The technology works similarly to YouTube’s existing Content ID system, which detects copyright-protected material in users’ uploaded videos, allowing rights owners to request removal or share in the video’s revenue.
Likeness detection does the same, but for simulated faces. The feature is meant to help protect creators and other public figures from having their identities used without their permission — a common problem for celebrities who find their likenesses have been used in scam advertisements.
The technology was first made available to a subset of YouTube creators in a pilot program last year before expanding more broadly to include politicians, government officials, and journalists this spring.

Now YouTube says the technology is being made available to those in the entertainment industry, including talent agencies, management companies, and the celebrities they represent. The company has support from major agencies like CAA, UTA, WME, and Untitled Management, which offered feedback on the new tool.
Use of the likeness detection tool does not require entertainers to have their own YouTube channels.
Instead, the feature scans for AI-generated content to detect visual matches of an enrolled participant’s face.

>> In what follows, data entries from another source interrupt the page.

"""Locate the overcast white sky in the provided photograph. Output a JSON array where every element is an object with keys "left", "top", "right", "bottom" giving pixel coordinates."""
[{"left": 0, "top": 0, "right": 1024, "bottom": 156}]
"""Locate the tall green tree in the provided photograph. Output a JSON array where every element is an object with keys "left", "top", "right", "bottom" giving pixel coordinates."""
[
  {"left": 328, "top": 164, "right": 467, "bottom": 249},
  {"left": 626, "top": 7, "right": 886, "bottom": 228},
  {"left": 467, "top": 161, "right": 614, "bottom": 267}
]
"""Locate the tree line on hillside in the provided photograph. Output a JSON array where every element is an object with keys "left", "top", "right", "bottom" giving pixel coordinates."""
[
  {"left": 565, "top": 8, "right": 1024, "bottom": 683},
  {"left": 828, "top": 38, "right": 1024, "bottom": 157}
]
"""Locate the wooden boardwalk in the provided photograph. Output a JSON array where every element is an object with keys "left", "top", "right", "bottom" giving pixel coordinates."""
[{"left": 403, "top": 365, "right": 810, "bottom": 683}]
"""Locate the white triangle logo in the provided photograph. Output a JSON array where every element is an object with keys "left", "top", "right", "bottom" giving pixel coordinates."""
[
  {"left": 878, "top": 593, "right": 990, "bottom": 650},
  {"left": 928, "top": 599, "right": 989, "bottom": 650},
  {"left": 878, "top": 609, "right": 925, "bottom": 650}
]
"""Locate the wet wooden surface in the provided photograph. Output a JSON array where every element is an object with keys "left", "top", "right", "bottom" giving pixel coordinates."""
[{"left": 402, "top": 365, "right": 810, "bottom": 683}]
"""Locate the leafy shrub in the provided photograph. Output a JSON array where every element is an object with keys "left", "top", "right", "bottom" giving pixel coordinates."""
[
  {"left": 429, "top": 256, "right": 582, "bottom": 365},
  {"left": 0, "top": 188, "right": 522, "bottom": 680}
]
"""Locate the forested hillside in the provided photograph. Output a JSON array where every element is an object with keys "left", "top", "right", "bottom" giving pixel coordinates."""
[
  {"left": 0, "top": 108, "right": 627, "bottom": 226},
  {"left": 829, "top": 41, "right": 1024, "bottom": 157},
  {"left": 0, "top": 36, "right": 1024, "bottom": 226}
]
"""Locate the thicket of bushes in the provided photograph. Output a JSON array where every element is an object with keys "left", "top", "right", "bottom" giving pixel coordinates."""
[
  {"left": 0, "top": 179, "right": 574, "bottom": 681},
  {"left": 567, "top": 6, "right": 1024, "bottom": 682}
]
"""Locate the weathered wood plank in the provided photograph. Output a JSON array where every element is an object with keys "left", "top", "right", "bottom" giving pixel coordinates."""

Users can then choose to request removal of the video for privacy policy violations, submit a copyright removal request, or do nothing. YouTube notes that it won’t remove all content, as it permits parody and satire content under its rules.
In the future, the technology will support audio as well, the company says.
Related to this, YouTube has also been advocating for similar protections at a federal level, with its support for the NO FAKES Act in Washington, D.C. This would regulate the use of AI to create unauthorized re-creations of an individual’s voice and visual likeness.
The company hasn’t yet said how many removals of AI deepfakes have been managed by the tool so far, but noted in March that the amount of removals was still “very small.”